Hanya lampu belajar yang menjadi penerangku malam ini. Lampu kamar sengaja kumatikan. Entahlah apa gerangan, aku lebih menyukai lampu belajar yang tidak menyakitkan mataku. Dan sekarang bokong tercintaku ini sudah duduk manis dikursi belajar. Kembali memimpikan apa yang terjadi dengan berandai - andai. Buku catatanku masih tertinggal sedikit lagi yang belum berisi. Bukan buku catatan tapi lebih menjurus kepada buku diaryku.
"Kakak, ayah pulang kak" ucap ibu berteriak. Aku hanya mendengarnya tidak terlalu jelas. Dan aku beranjak dari duduk. Berjalan ke pintu kamarku.
"Apa bu" teriakku dari lantai dua.
"Ayah pulang sayang" ucap ayah menggema dari ruang tamu. Dan aku baru tersadar. Aku keluar dari kamar. Termeliganyata Ghania sudah lebih dulu mencuri star dariku. Dia lebih dulu memeluk ayah dan menyalaminya. Aku sampai di lantai bawah mengerucutkan bibirku. Berharap ayah melihat kearahku dengan raut wajah yang seperti ini. Didalam sana, aku menertawakan sikapku yang seperti ini. Kekanakan sekali. Tapi ini untuk ayah.
Tapi, ayah tidak melihat kepadaku. Ayah sibuk dengan Ghania yang terus bercengkrama dengan ayah. Kenapa aku harus cemburu dengan ghani sih rutukku.
"Kakak sini" ucap ayah, memecah lamunanku dan melambaikan tangannya. Aku mendekat kearah ayah. Menyalami ayah dan ayah merentangkan tangannya. Untuk apa?. Aku hanya termenung melihat ayah seperti itu.
"Ayah tadi liat bibir kamu manyun manyun ga jelas, ayo peluk ayah, pasti rindu kan sama ayah" ucap ayah membanggakan dirinya. Dan aku langsung memeluk ayah dengan erat.

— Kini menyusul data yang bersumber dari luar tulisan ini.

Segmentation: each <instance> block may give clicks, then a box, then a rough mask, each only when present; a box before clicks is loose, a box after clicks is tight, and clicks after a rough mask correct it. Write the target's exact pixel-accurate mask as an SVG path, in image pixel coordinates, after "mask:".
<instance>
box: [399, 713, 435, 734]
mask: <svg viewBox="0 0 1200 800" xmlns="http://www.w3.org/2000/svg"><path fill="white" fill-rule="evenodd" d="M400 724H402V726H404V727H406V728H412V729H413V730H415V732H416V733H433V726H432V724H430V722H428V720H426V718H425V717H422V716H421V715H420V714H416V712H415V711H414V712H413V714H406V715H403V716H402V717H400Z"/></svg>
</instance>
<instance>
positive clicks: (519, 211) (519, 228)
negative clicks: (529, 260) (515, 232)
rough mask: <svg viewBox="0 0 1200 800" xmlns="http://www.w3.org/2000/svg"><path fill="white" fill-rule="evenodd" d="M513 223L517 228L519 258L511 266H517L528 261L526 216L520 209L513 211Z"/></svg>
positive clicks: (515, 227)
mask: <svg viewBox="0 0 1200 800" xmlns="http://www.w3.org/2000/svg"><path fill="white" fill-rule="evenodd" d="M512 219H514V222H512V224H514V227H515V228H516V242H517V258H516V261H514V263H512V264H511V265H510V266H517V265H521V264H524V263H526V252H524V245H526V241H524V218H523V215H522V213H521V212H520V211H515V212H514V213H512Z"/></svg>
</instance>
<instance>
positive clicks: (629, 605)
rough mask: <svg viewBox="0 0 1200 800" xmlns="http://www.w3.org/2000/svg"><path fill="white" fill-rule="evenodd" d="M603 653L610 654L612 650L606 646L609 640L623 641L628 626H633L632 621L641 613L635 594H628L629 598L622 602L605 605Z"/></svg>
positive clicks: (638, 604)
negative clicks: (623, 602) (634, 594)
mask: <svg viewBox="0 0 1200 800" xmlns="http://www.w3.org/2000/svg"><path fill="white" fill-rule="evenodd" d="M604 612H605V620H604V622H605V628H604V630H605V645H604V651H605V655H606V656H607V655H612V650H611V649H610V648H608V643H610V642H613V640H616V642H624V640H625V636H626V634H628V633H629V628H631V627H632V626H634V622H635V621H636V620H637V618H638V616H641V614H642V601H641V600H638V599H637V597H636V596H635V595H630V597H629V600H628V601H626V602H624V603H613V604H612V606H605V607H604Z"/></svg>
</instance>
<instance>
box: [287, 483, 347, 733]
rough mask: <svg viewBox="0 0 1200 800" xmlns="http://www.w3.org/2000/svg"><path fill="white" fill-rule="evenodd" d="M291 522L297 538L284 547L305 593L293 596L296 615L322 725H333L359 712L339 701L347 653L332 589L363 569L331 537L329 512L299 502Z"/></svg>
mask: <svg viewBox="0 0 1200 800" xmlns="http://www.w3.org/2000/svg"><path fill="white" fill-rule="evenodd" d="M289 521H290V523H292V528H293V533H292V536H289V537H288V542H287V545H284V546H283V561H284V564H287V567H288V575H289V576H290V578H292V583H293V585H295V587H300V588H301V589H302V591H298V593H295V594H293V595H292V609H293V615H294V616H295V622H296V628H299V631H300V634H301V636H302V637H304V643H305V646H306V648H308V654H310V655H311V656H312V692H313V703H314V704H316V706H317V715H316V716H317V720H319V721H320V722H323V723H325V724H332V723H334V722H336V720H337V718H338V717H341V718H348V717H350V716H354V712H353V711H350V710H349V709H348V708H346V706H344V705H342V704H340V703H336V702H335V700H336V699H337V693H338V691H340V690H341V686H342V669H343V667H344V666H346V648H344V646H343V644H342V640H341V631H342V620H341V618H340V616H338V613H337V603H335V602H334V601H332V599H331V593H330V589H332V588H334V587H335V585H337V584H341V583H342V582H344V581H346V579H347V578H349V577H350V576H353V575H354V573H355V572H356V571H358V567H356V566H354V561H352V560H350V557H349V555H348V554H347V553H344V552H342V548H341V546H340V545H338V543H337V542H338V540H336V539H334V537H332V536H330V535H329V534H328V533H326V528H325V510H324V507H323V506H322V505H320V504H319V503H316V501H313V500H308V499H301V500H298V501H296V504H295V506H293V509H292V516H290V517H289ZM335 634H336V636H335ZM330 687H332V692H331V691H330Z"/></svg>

"Dari awal kita pindah kesini, ayah ga dirumah udah langsung ketempat kerja ayah, ayah sibuk banget ya, sampai lupa sama kakak" ucapku lagi merajuk kepada ayah.
"Udah kita makan dulu" ucap ibu. Menghilangkan jawaban yang ingin kudengar dari ayah. Dan kami bertiga perhalan menuju ruang makan. Menu makanan malam ini terutama bukan terutama tapi memang yang utama adalah sayuran. Kami memang suka sayur. Dan terbiasa dari dulu memakan beras merah. Dan aku sudah terbiasa dengan itu.
Dentingan piring, sendok dan garpulah yang menghiasi ruang makan keluarga nan harmonis ini. Tidak ada yang memulai pembicaraan. Semuanya larut dalam kenikmatan menyantap makanan. Aku juga heran melihat adikku makan biasanya dia yang paling heboh jika sudah berkumpul bersama.
"Ohiya kakak besok udah bisa masuk sekolah" ucap ayah, masih menyuapi makanan kedalam mulutnya.
"Kakak sekolah di SMA Xaver, besok pas disekolah kakak langsung saja pergi ke ruang kepala sekolahnya" lanjut ayah lagi. Aku masih mencerna apa yang ayah katakan.
"SMA Xaver dimana yah?" Tanyaku kepada ayah.
"Deket kok dari sini" balas ayah.
"Ayah besok yang ngantarin kakak ya yah" ucapku memelas.
"Iya, sekalian besok ayah mau beli sepeda" tambah ayah lagi.
"Horeee, tapi ayah mau beli sepeda buat siapa" tanyaku.
"Buat kakak lah, kalau adek biar sama ayah pergi sekolahnya" jawab ayah.
"Laahh, ayah kok cuma adek yang diantar, kakak juga mau lah yah, kapan lagi kan"
"Iiih kakak kan udah gede, masa masih diantar ayah"
"Iyadeh yah" pasrahku. Dan mengakhiri makan malamku. Aku beranjak dari dudukku. Menuju ke wastafel meletakkan piring kotor sehabisku makan. Rambutku ku biarkan terguarai lepas.
"Kakak, prepare buat besok, besok lembaran baru kakak, manatau ada yang baru" ucap ibu meledekku.
"Aah ibu jangan cerita" ucapku berlari menuju kamarku diatas.